A firm point of reference for examining the connection that exists between thought and existence is the observation of order.

Order implies thought. And anything that in any way whatsoever exists can, in one way or another, be traced back to order and thought.

Consider the following. A house is first conceived as a plan in the mind of the architect. Before its construction, a house is only a thought. Only after construction, the house is a building standing in the real world. Through architecture, man is able to produce something outside of himself, something having its own independent existence.

The thought is prior to the existence

Things made carry with them an imprint of the author’s mind. In the making of things, thought is prior to existence.

Now, the intellectual activity of man can also be directed towards the acquisition of knowledge of what is already in existence in the universe.
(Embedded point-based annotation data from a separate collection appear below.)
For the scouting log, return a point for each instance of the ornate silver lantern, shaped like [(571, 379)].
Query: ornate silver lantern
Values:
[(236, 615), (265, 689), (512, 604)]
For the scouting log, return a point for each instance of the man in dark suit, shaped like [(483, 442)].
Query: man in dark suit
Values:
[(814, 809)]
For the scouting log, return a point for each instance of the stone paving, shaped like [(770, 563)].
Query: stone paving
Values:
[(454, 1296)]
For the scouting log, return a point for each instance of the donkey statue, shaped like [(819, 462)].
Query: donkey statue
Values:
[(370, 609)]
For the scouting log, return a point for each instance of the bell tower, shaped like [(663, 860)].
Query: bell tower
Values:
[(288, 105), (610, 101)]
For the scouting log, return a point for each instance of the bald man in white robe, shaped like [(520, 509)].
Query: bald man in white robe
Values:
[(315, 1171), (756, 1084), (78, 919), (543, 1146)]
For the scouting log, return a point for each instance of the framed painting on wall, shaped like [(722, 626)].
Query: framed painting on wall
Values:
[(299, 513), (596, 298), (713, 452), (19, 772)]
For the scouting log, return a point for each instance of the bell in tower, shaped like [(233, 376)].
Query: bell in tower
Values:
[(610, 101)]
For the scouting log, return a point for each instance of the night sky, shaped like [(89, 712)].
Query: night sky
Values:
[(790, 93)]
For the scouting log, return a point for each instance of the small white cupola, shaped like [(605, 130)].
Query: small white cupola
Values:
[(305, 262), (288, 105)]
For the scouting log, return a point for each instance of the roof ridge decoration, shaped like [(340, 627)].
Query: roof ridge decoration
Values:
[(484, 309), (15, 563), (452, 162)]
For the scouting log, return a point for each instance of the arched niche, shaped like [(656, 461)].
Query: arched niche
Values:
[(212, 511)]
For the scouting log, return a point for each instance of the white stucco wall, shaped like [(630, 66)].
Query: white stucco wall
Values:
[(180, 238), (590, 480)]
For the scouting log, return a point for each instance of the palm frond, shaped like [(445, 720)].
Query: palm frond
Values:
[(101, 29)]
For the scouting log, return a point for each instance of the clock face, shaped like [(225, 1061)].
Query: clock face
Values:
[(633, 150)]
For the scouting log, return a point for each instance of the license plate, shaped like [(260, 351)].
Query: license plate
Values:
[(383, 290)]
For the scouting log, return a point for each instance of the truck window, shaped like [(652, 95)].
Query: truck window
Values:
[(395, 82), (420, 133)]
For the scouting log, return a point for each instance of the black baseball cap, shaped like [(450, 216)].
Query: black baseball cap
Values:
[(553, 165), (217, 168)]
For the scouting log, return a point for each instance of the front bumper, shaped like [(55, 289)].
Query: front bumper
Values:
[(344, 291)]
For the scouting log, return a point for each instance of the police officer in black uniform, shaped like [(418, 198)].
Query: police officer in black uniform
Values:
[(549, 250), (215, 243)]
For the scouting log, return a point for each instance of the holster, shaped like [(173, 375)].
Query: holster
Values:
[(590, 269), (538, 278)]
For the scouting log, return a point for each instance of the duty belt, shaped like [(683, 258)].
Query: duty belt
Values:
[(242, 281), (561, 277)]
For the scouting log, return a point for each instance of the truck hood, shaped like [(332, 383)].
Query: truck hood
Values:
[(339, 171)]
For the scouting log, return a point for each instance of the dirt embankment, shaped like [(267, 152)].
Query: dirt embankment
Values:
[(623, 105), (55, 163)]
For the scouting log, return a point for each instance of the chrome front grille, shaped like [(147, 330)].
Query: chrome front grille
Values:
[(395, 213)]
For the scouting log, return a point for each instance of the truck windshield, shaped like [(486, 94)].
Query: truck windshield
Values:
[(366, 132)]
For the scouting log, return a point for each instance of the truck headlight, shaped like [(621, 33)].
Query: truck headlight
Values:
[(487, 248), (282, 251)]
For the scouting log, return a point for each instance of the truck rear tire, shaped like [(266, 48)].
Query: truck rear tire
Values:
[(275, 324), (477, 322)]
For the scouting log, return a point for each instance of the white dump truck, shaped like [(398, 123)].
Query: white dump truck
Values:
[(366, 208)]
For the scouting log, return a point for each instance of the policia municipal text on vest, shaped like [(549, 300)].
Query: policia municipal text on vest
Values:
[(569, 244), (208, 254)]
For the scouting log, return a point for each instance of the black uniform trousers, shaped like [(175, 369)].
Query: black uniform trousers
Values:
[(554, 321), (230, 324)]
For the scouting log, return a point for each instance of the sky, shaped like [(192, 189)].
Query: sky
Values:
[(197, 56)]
Let us consider, for example, the animal kingdom. Man’s observation of and inquiry into the animal kingdom have produced a body of knowledge which now comprises a major part of the science of biology. Animals have enriched the content of our knowledge because, before being known, animals exist in the real world. In this case, existence is prior to thought.

With the art of architecture and the science of biology, we have exemplified a profound distinction.

In one way, things come into existence through the intervention of ordering thoughts conceived by human intelligence. This is the realm of the artificial. In another way, things come into existence in accordance with God’s ordinance and without the mediation of man. This is the realm of nature.

God is the one in charge

In the realm of nature, we ordinarily say, God is the one in charge.

The realm of the artificial is wide and covers not only the external fabrication of instruments and the production of art, but also internal realities such as the acquisition of virtues and the learning of languages, not to mention the establishing of conventional signs, the systems of law, calendars, family traditions, and so forth.

All these artificial realities acquire real existence through the intervention of human thought.

The things of nature, on the other hand, do not need the measure of man’s thoughts to become real existing things. God brings them into existence and God is uninterruptedly sustaining the things of nature in existence.

Of course, some elements of artificial things are natural. But man does not create in the way God creates, and man does not maintain artificial things in existence the way God maintains the things of nature in existence.

Existence itself can be made an object of thought. In this way, philosophers have come up with definitions of existence.

When we have evidence of a particular thing actually existing in the world, and we proceed to affirm its existence, we are simply translating our knowledge of the fact of existence – a thought – into a true statement.

For example, when we say, “It is a fact that Lake Michigan exists” or “It is a fact that the White House exists,” we simply acknowledge the presence of something having real, demonstrable existence, and this regardless of whether the thing is natural or artificial.

In more philosophical terms, the principle is this: “Whenever anything exists, its existence is a fact.”

The existence of natural things gives content to our thoughts. Our thoughts, in turn, contribute to the coming into existence of artificial things.

The two domains are complimentary but there is a substantial difference between the ordering thought behind the existence of artificial things and the ordering thought behind the existence of the things of nature.

The conclusion, however, is straightforward: thought and existence are related.